Il paraît que la culture, c’est ce qu’il reste quand on a tout oublié. Mais depuis que Fleur Pellerin est arrivée au ministère éponyme, elle a su faire mentir l’adage jusqu’à faire preuve d’ignorance sur un certain nombre de généralités qui confinent pourtant à des vérités de La Palice. Car s’il va de soi que la pluie mouille, que le vainqueur remporte toujours la victoire ou que la mort est le dernier jour d’une vie, il ne fait pas non plus mystère que des intérêts privés peuvent toujours mettre en péril l’indépendance des rédactions. Mais la résidente de la rue de Valois semble le découvrir aujourd’hui et s’apprête à légiférer sur la question en promettant, ici et là, des lanceurs d’alerte, des clauses de déontologie ou encore une réforme des comités éthiques.
Il faut saluer la démarche car combien sont-ils, depuis des années, à dénoncer un journalisme devenu partial, à la solde d’actionnaires au fait de l’équation gramscienne selon laquelle le pouvoir politique se conquiert par le pouvoir culturel, soucieux de plaire au risque de se complaire?
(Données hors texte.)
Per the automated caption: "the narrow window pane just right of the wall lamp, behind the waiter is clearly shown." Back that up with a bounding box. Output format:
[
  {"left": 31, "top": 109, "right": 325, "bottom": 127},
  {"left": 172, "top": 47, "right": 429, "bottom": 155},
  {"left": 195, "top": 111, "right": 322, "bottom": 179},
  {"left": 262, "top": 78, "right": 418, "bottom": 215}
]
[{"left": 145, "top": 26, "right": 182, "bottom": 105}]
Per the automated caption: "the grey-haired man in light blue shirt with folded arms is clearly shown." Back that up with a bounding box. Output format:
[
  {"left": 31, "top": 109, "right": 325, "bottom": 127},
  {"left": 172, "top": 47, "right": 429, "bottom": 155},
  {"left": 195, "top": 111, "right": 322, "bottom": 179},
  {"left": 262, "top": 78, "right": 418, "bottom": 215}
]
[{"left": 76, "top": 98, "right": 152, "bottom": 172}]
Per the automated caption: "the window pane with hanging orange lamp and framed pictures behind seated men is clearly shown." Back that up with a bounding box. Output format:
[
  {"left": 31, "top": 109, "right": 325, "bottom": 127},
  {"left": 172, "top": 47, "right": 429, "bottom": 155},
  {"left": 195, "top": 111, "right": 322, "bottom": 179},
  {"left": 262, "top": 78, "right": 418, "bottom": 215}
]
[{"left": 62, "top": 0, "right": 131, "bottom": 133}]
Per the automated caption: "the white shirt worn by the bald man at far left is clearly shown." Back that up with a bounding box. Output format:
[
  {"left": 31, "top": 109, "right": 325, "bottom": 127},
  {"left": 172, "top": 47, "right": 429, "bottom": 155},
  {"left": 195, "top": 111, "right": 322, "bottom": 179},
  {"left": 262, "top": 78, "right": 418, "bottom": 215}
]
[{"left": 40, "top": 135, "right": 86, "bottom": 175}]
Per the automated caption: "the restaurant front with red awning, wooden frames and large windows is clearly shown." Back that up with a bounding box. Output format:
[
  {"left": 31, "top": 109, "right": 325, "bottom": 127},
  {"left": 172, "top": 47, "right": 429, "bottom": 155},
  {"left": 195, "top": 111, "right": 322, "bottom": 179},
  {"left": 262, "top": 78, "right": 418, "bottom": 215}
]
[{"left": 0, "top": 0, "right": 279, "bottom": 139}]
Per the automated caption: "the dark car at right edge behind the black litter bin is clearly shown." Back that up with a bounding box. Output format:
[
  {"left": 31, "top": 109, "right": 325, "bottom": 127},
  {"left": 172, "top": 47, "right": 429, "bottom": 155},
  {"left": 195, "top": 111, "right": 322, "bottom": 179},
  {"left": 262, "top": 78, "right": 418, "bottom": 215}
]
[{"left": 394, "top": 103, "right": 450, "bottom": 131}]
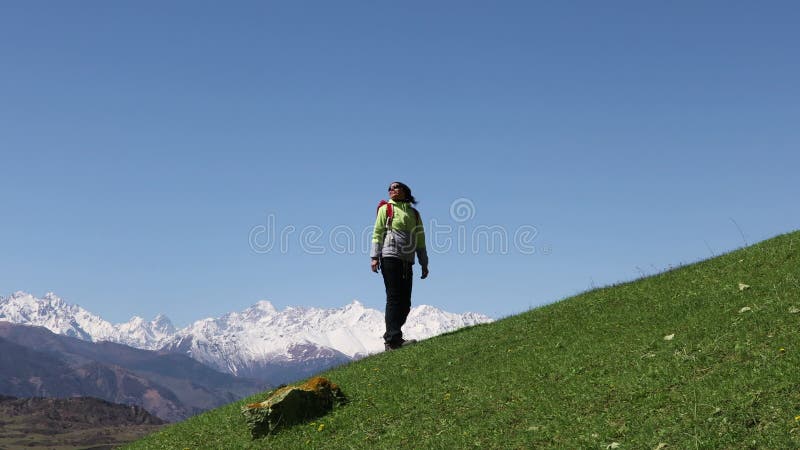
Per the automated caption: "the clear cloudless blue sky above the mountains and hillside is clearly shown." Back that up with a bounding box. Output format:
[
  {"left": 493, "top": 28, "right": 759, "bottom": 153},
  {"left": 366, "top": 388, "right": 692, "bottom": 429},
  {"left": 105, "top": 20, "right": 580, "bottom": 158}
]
[{"left": 0, "top": 1, "right": 800, "bottom": 325}]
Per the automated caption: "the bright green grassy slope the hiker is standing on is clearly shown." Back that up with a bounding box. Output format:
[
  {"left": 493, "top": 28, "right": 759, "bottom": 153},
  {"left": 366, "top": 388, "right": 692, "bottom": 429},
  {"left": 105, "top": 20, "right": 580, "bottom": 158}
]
[{"left": 130, "top": 232, "right": 800, "bottom": 449}]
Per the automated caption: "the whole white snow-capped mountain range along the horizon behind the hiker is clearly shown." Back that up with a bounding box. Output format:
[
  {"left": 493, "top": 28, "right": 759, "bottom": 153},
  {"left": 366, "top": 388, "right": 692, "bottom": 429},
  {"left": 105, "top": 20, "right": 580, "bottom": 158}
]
[{"left": 0, "top": 292, "right": 491, "bottom": 382}]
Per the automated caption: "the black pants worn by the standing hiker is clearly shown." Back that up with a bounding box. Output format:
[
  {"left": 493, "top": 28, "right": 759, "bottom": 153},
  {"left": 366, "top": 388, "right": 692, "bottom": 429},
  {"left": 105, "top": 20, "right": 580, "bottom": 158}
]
[{"left": 381, "top": 258, "right": 413, "bottom": 346}]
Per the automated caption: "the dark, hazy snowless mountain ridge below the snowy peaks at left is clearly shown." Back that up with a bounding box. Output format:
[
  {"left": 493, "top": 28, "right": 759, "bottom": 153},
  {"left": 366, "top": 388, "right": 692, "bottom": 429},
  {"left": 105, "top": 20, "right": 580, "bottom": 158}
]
[{"left": 0, "top": 321, "right": 265, "bottom": 421}]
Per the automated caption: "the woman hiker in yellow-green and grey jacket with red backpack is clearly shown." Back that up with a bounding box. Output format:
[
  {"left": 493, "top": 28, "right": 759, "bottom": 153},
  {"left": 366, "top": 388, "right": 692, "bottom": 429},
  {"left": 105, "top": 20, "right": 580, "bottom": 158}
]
[{"left": 370, "top": 181, "right": 428, "bottom": 350}]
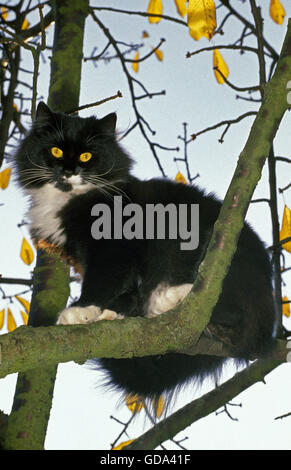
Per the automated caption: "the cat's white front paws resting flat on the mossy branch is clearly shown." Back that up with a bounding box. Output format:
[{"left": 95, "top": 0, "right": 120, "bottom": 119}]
[{"left": 57, "top": 305, "right": 124, "bottom": 325}]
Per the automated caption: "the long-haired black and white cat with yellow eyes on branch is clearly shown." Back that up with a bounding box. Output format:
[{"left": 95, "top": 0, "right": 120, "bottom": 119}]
[{"left": 15, "top": 102, "right": 277, "bottom": 400}]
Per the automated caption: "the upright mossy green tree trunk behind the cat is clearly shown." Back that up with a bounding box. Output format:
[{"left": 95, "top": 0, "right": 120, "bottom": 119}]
[{"left": 5, "top": 0, "right": 88, "bottom": 450}]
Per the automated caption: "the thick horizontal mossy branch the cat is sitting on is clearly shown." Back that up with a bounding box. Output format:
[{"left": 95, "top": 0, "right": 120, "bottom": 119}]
[{"left": 0, "top": 318, "right": 288, "bottom": 377}]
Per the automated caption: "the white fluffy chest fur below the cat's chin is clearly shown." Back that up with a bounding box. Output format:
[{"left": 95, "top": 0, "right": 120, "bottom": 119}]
[{"left": 27, "top": 179, "right": 93, "bottom": 245}]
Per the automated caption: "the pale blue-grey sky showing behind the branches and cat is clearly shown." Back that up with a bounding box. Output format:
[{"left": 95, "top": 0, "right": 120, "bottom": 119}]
[{"left": 0, "top": 0, "right": 291, "bottom": 450}]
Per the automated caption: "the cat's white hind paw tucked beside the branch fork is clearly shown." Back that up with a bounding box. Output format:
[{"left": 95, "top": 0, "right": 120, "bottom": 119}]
[{"left": 147, "top": 284, "right": 193, "bottom": 317}]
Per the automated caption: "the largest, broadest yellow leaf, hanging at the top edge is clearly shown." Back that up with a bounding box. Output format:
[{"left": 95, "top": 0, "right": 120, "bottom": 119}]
[{"left": 188, "top": 0, "right": 216, "bottom": 41}]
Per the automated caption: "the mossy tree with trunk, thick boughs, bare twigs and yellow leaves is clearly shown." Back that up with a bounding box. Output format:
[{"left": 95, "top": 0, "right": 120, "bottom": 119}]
[{"left": 0, "top": 0, "right": 291, "bottom": 449}]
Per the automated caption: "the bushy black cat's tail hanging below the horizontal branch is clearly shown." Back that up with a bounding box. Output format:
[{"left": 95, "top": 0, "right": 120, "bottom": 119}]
[{"left": 90, "top": 353, "right": 227, "bottom": 403}]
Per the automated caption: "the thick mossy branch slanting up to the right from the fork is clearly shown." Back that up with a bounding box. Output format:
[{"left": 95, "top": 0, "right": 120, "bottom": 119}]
[{"left": 173, "top": 20, "right": 291, "bottom": 345}]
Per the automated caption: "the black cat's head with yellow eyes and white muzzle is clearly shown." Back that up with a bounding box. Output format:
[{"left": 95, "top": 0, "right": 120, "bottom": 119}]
[{"left": 16, "top": 102, "right": 132, "bottom": 193}]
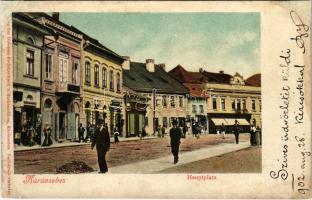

Pour s’en convaincre, sûrement suffit-il de regarder combien le traitement de l’information s’est contorsionné, depuis quelques années déjà, dans une idéologie libérale- libertaire admirablement homogène
Cette soudaine prise de conscience n’est pas à mettre au crédit d’une quelconque vertu se manifestant sur le tard. Car que n’a-t-on assisté, depuis trop longtemps déjà et sans que personne ne s’en offusque, à l’intervention régulière des grands maîtres financiers de la presse pour corriger le tir dès lors qu’un journaliste ou une rédaction s’autorisait la moindre prise de liberté. Mais tout cela c’était avant. Avant que Vincent Bolloré n’acquière la célèbre chaîne cryptée et décide d’y faire le ménage. Moins d’ailleurs par idéologie que par souci de briser cet entre-soi journalistique qui s’était spécialisé dans le ricanement et le mépris des plus simples, pour ne pas dire des plus pauvres. On comprendra dès lors qu’attaquer le veau d’or libéral-libertaire suscite quelques estocades.
C’est en réalité tout à l’honneur du ministre de la Culture que de vouloir rendre réellement la presse indépendante. Seulement personne n’est dupe. Car il y a fort à parier qu’il reviendra à Laurent Joffrin, Nicolas Demorand ou Edwy Plenel de revêtir les habits de lanceurs d’alerte. Car il y a fort à parier que les clauses de déontologie trouveront leurs fondements dans les lois Pleven, Gayssot et Taubira. Car il y a fort à parier que les comités éthiques ne s’armeront pas de penseurs libres comme Michel Onfray ou Alain Finkielkraut. Pour la plus grande satisfaction des financiers de la presse qui n’auront même plus besoin d’officier. Finalement on aimerait presque que Fleur Pellerin en reste aux conseils de François Hollande: aller au spectacle tous les soirs et dire «c’est beau, c’est bien.»